La Cour suprême des États-Unis a validé plusieurs décisions clés de l’administration Trump sur l’immigration, renforçant la capacité du président à révoquer les protections humanitaires accordées à des centaines de milliers de migrants. Ces décisions confortent la stratégie dure du président Donald Trump en matière de politique migratoire, tout en soulignant les lignes rouges constitutionnelles que la Cour refuse de franchir.
Vendredi, la Cour a levé une injonction judiciaire empêchant l’expulsion de plus de 500 000 migrants vénézuéliens, cubains, haïtiens et nicaraguayens bénéficiant de la « libération conditionnelle » humanitaire. Deux semaines plus tôt, une autre ordonnance interdisant la révocation du « statut de protection temporaire » de 300 000 Vénézuéliens avait également été annulée. Ces décisions, rendues sans motivation détaillée, suscitent l’inquiétude d’experts et de défenseurs des droits des migrants, qui estiment que plus de 800 000 personnes risquent d’être privées de leur statut légal et de leurs droits fondamentaux aux États-Unis.

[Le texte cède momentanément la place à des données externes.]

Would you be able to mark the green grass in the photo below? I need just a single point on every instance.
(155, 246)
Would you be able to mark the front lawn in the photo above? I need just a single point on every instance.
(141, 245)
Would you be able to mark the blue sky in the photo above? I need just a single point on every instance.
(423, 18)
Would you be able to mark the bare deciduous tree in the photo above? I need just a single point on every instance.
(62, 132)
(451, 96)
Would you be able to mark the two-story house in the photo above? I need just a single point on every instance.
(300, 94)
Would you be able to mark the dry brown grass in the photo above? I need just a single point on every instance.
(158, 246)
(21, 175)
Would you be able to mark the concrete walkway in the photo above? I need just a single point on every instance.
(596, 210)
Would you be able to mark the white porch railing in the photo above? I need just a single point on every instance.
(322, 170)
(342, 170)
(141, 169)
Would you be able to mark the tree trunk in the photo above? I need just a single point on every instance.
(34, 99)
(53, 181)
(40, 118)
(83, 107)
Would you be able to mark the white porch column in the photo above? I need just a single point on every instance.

Malgré ce soutien implicite à l’exécutif, la Cour a également posé des limites. Elle a rappelé que toute procédure d’expulsion devait respecter la garantie constitutionnelle du « due process », c’est-à-dire le droit d’être informé et d’avoir la possibilité de contester juridiquement une expulsion. Elle a ainsi censuré à deux reprises l’utilisation par l’administration d’une loi de 1798, l’Alien Enemies Act, pour expulser des migrants vénézuéliens accusés d’appartenir à un gang criminel. Dans ces cas, les juges ont jugé inadmissible le court délai de préavis accordé aux migrants et l’absence d’explication sur les recours possibles.
L’administration Trump, de son côté, affirme agir dans le strict cadre légal. Sa porte-parole, Abigail Jackson, a dénoncé les jugements favorables aux migrants comme « l’invention de nouveaux droits » qui, selon elle, compromettraient la sécurité nationale. Elle a affirmé que l’exécutif continuerait à défendre ses politiques devant les tribunaux.
Dans un autre cas emblématique, la Cour a ordonné la libération d’un migrant expulsé à tort vers le Salvador, Kilmar Abrego Garcia, toujours détenu à ce jour. Cette inaction de l’administration a été perçue par certains juristes comme un affront aux décisions de la Cour. Elle s’inscrit dans une politique plus large de transferts de migrants vers des pays tiers, y compris des États en guerre comme le Soudan du Sud, une pratique que les juges de district ont déjà jugée illégale sans garanties procédurales renforcées.
La Cour suprême n’a pas encore statué sur une mesure très controversée de l’administration : la fin du droit du sol, qui accorde la citoyenneté aux enfants nés sur le sol américain. Un arrêt à ce sujet pourrait venir bouleverser des décennies de jurisprudence.
Alors que l’administration Trump multiplie les initiatives pour restreindre l’immigration, la Cour apparaît comme un arbitre tenté de soutenir l’exécutif tout en imposant des garde-fous constitutionnels. Mais pour les défenseurs des migrants, le bilan est lourd. « Ces décisions sont dévastatrices pour la vie des personnes concernées », a déclaré Elora Mukherjee, professeure à l’université Columbia. Pour beaucoup, ces jugements pourraient entraîner des séparations familiales, des pertes d’emploi, voire un danger mortel en cas d’expulsion.